The question was, “Why is there such a big difference between my total clicks and my unique clicks?”
What we found was surprising.
It appeared that some IP addresses were clicking the same paid search ad repeatedly within a 5-10 second window. In some cases spending a significant portion of the daily ad budget in a matter of seconds.
In other words, click fraud.
We built some reporting to help customers identify this, but we also want to share some detail as to why this happens and how to fix it.
There are two primary reasons that click fraud takes place:
1. Click Fraud to Increase Revenue Share
The first and most common type of click fraud is found on websites that are running ads where they are paid-per-click. Fraudulent clicks increase the revenue-share they are paid.
Wikipedia defines this as:
Click fraud is a type of fraud that occurs on the Internet in pay-per-click (PPC) online advertising. In this type of advertising, the owners of websites that post the ads are paid an amount of money determined by how many visitors to the sites click on the ads. Fraud occurs when a person, automated script or computer program imitates a legitimate user of a web browser, clicking on such an ad without having an actual interest in the target of the ad’s link.
The ads this customer is running were not in Google’s ad network though, they were exclusively ads shown when people searched for specific keywords or phrases.
2. Click Fraud to Spend Ad Budget
Another lesser-known problem is when competitors click your ads repeatedly to either force the cost-per-click up or prematurely spend your daily budget.
DailyStory’s paid search tracking identifies and tracks all visitors through links (tracking templates).
This enables DailyStory to associate a visitor with the ad he or she originated on. Later, when the visitor converts the ad can be attributed to the conversion.
In addition, the paid search link tracking counts total clicks and unique clicks. And while it’s not uncommon for a visitor to click the same ad again or even a related ad, it is unusual for the same ad to be clicked dozens of times within a narrow time window.
To help you identify this type of behavior, DailyStory provides a Paid Search Fraud Report:
Using this report you can identify IP addresses that are behaving suspiciously. DailyStory provides a risk analysis for each of the IPs along with additional detail if it is a known IP.
For example, some requests can appear to be click fraud but are really legitimate clicks going through a known proxy service such as Google.
Clicking on an IP address will bring up additional information about the IP address. This information can help you determine if it is a legitimate IP address or not.

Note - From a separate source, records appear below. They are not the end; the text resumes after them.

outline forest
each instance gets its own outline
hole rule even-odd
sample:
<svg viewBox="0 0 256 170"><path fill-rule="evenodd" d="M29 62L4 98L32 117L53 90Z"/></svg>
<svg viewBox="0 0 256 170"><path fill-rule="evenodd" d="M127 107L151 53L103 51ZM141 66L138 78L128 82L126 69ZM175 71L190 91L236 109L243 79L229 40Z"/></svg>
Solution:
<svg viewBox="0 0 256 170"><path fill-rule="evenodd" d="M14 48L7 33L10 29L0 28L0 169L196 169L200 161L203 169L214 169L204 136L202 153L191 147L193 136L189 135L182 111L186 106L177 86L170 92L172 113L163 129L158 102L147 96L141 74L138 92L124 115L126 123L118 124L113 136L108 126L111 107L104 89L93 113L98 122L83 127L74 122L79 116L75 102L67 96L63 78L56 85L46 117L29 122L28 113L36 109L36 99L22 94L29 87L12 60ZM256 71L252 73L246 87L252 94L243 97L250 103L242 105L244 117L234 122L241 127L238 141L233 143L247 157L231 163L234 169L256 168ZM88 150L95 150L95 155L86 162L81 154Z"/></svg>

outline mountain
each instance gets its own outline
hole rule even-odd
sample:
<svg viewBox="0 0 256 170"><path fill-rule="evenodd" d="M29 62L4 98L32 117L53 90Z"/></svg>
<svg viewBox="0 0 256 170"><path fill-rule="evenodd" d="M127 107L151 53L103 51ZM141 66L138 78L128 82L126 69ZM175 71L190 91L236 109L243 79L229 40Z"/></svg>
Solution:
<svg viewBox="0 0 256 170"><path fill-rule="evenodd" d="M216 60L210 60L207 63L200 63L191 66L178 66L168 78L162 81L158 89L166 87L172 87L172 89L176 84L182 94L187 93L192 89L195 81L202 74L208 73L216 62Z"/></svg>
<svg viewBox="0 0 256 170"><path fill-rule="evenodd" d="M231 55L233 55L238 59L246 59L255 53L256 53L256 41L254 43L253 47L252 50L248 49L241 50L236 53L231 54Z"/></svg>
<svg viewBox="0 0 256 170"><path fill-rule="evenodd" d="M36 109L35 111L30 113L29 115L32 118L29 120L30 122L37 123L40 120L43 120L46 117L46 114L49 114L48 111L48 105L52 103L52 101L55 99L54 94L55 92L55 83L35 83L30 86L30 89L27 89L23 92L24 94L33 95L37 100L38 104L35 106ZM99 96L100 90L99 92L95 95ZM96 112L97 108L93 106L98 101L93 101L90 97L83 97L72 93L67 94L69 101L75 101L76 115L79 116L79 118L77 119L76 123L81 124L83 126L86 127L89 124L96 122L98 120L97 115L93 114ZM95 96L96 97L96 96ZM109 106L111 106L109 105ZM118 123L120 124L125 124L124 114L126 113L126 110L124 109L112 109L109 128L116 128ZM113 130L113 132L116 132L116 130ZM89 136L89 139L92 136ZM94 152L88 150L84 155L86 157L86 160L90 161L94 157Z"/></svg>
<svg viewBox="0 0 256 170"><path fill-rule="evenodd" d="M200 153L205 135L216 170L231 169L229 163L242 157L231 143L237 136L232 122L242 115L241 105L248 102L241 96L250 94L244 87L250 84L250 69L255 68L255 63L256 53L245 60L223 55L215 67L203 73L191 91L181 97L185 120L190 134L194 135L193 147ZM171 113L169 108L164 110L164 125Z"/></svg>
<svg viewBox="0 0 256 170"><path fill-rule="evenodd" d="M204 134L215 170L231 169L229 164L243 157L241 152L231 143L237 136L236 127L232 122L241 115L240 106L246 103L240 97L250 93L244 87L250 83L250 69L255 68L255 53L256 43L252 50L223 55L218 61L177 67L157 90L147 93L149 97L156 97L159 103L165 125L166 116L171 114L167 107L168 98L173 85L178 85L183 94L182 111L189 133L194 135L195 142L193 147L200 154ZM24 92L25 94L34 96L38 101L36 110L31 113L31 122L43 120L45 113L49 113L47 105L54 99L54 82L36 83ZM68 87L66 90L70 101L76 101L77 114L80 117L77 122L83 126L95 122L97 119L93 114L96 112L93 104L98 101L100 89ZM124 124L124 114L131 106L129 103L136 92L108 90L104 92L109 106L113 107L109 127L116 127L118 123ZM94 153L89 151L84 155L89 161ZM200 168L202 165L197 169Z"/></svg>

It’s also worth looking at when the potential click fraud took place. For example, if the same IP address visited multiple times on a single day it is more likely click fraud.
How to Eliminate Click Fraud in your Account
Most modern advertising platforms such as Google Ads, DoubleClick, and Bing allow you to create IP address exclusions or location exclusions.
A location exclusion is useful if you want to exclude a particular country or region whereas an IP address allows you to focus on a particular IP address that you want to exclude.
IP Exclusions for Google AdWords
To create an IP Exclusion for a Google AdWords campaign first sign into Google AdWords and select a campaign. Next, select Settings for the campaign.
The screenshots show Google AdWords Beta.
Click Additional Settings and from there you can edit the IP address you wish to exclude.
Exclusions are set up on a per-campaign basis in AdWords. So if you are running multiple campaigns this can be a bit of an effort.
In the report above the IP address, 220.127.116.11 which had 26 clicks in one day, appears to be click fraud. It can be added to the IP exclusions list.
As you can see from the screenshot above, you can also include an entire range of IP addresses.
DailyStory’s click fraud report keeps track of any suspicious IP addresses found on your site or from any other customer’s sites and identifies them for you. You will also find click fraud alerts in your Daily Digest email from DailyStory.